The head of the Amal Movement and member of parliament (MP) Nabih Berri was re-elected as Speaker of the Parliament on 31 May by the newly-elected MPs. He has held this position since 1992.

Berri won the post by a single vote, obtaining 65 votes out of the 128 seat parliament. In 2018, following the last parliamentary elections, Berri won with 98 votes.

After his latest election, Berri addressed the parliament, stating that any disputes and competition among parties in Lebanon should only that which helps the best interests of Lebanon and Lebanese.

He addressed the MPs who cast blank ballots, saying he would meet such “white votes with a white heart of cooperation” for the sake of saving Lebanon.

“We must unite in rejecting normalization with the [Israeli] enemy, no matter how intense the pressure,” Berri stressed.

He underlined the need for Lebanese lawmakers to unite and protect the rights of depositors in Lebanese banks, to approve all laws to combat corruption, and to recover stolen funds illicitly transferred outside of Lebanon.

After Berri’s election, the Lebanese parliament proceeded to vote on the deputy house speaker, which by law has to be from the Orthodox Christian sect.

The two candidates were Elias Bou Saab – the former minister of defense and the husband of famous Lebanese singer Julia Boutros – and Ghassan Skaf, a newly-elected MP.

Although Bou Saab was in the lead, he failed to secure 65 votes and a second round of votes was held. He secured the needed votes in the second round.

Independents, civil society, and March 14 (older pro-west parties) were not united around supporting a candidate among the Shia MPs to run against Berri. By law, the house speaker has to be from the Shia Muslim sect.

Blank votes amounted to 23 ballots, while 40 ballots contained invalid candidates. The invalid ballots were mostly cast by members of the Saudi-backed Lebanese Forces (LF) party and Kataeb.

Some invalid ballots had the name of Lokman Slim, a pro-Israel Lebanese activist who worked closely with the US Department of State and Israeli officials, according to Wikileaks cables. Slim publicly called for a ‘Nakba’ against the Shia community in Lebanon.

Other invalid ballots called for justice for the victims of the Beirut Port blast and for those who were maimed by security forces during the 2019 uprising.

A day ahead of the vote, Hezbollah MP Muhammad Raad said: “We are open to all cooperation, regardless of political or ideological background. And we are ready to cooperate on the basis of the political slogans for combating corruption and reviving the economy.”

Hezbollah Secretary General Sayyed Hassan Nasrallah previously called for political cooperation, stating that since no political bloc has a clear majority, this might encourage all Lebanese groups to take responsibility for the current crisis instead of engaging in blame games.

Nasrallah also advocated for the state to stop sitting on the large amount of natural resources in Lebanon’s territorial waters.

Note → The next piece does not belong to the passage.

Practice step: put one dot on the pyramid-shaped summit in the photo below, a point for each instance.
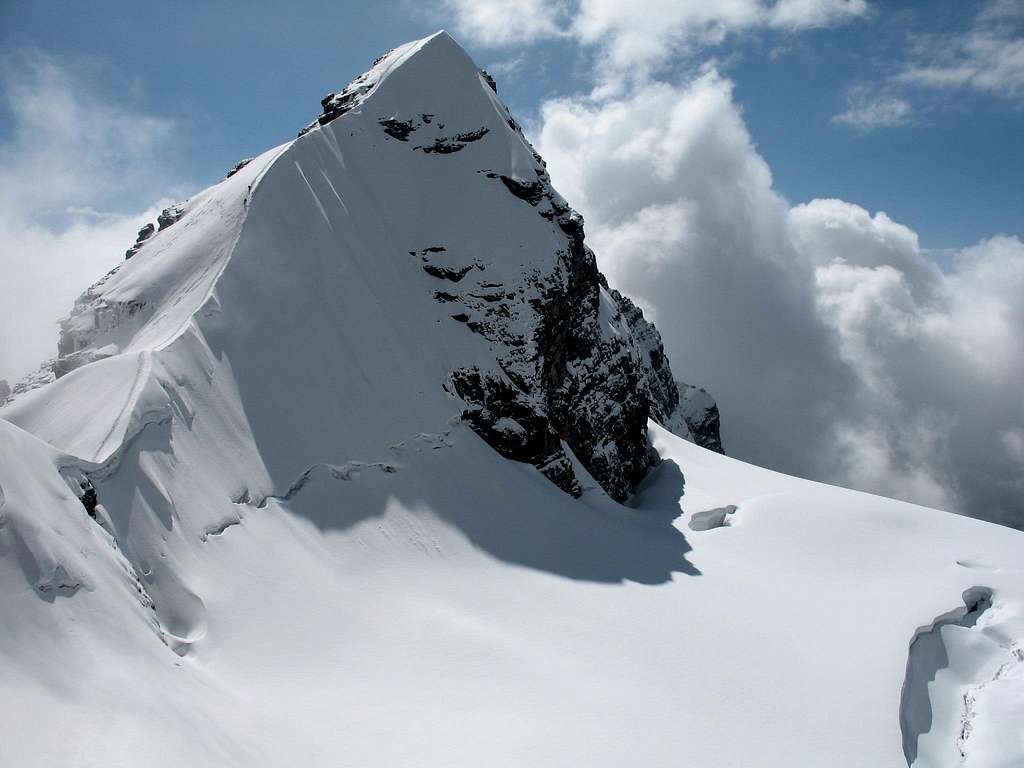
(406, 262)
(298, 497)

“Extracting oil is the main opportunity for getting ourselves out of the crisis we are in, not begging and asking the International Monetary Fund (IMF) for loans,” the Hezbollah leader stated on 20 May.

Since 2019, the Lebanese people have endured a freeze on their bank deposits and life savings, the collapse of the Lebanese lira, hyperinflation, and a crippling energy crisis, with blackouts that can last for up to 23 hours a day.

The UN recently accused Lebanon’s political elite of human rights violations in creating the conditions for an acute economic crisis that has plunged over 80 percent of the population below the poverty line.